Where do all the Chocolate of the Months go when the month is over?
There is an archive page where my brilliant web guru, Erin, puts up a small snapshot of all the previous chocolates, but I want to remember them in all their many photo’d, overly prose’d glory. So, in the next few days I’m going to be putting up blog posts with details of the previous CotMs for posterity. Sound good?
Let’s kick things off with February!
The giant photo album of gorgeous photos of this month’s chocolate is online here—really, it’s worth a gawk.
February 2011 Chocolate of the Month: Valentine’s Bonbons
Here we are: the hot pink bullseye at the middle of the chocolate year. For this special Valentine’s month, I wanted to create a chocolate box that would encompass everything I know about love. Thus, this box represents what I see as the two key aspects of love. The sweet simple heart shape is filled with rosewater (dairy-free) cream, punctuated with a high note of pomegranate. It’s smooth and sweet as a Sunday stroll with the love of your life. This chocolate represents those beautiful, perfect, simple days where love makes you feel utterly content, adored, and safe. Nice. Fun. Cute. All that good stuff.

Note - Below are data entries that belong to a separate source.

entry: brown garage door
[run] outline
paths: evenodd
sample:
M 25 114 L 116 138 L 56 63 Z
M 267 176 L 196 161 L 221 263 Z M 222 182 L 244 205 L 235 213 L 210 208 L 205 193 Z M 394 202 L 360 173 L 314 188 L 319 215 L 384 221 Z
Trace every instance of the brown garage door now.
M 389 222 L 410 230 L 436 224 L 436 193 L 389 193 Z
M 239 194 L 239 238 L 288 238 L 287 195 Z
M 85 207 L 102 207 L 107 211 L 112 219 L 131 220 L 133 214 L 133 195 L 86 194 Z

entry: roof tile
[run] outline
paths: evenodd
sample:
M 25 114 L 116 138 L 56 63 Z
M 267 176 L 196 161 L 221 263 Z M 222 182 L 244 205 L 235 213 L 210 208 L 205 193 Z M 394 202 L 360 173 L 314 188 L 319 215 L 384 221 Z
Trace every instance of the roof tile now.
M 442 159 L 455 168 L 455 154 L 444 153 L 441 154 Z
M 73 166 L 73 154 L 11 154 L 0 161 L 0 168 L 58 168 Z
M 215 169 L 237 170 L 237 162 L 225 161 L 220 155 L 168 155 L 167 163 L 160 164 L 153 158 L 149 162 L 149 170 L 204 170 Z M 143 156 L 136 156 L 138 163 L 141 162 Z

The anatomical heart, on the other hand, is the equally beautiful but often bloody and wild side of love: the kind of love that leaves your heart pounding, your pulse racing–an almost out-of-control intensity that can be a little terrifying, but is deeply healthy in the long run. This represents the kind of love that reminds you you’re alive in the deepest sense, for the times when your heart is raw and feels like it’s beating on the outside of your body. This is an intense bonbon. It’s a solid chocolate made with 66% dark chocolate, packed with lightly crushed cacao nibs, locally-roasted coffee beans, black salt enriched with volcanic minerals, and crunchy bits of bright dried cherries. It’s painted with red-tinted cocoa butter that’s colored with an all-natural beet juice-based food coloring, because while love does sometimes hurt, it shouldn’t have anything to do with anything fake–especially artificial food coloring.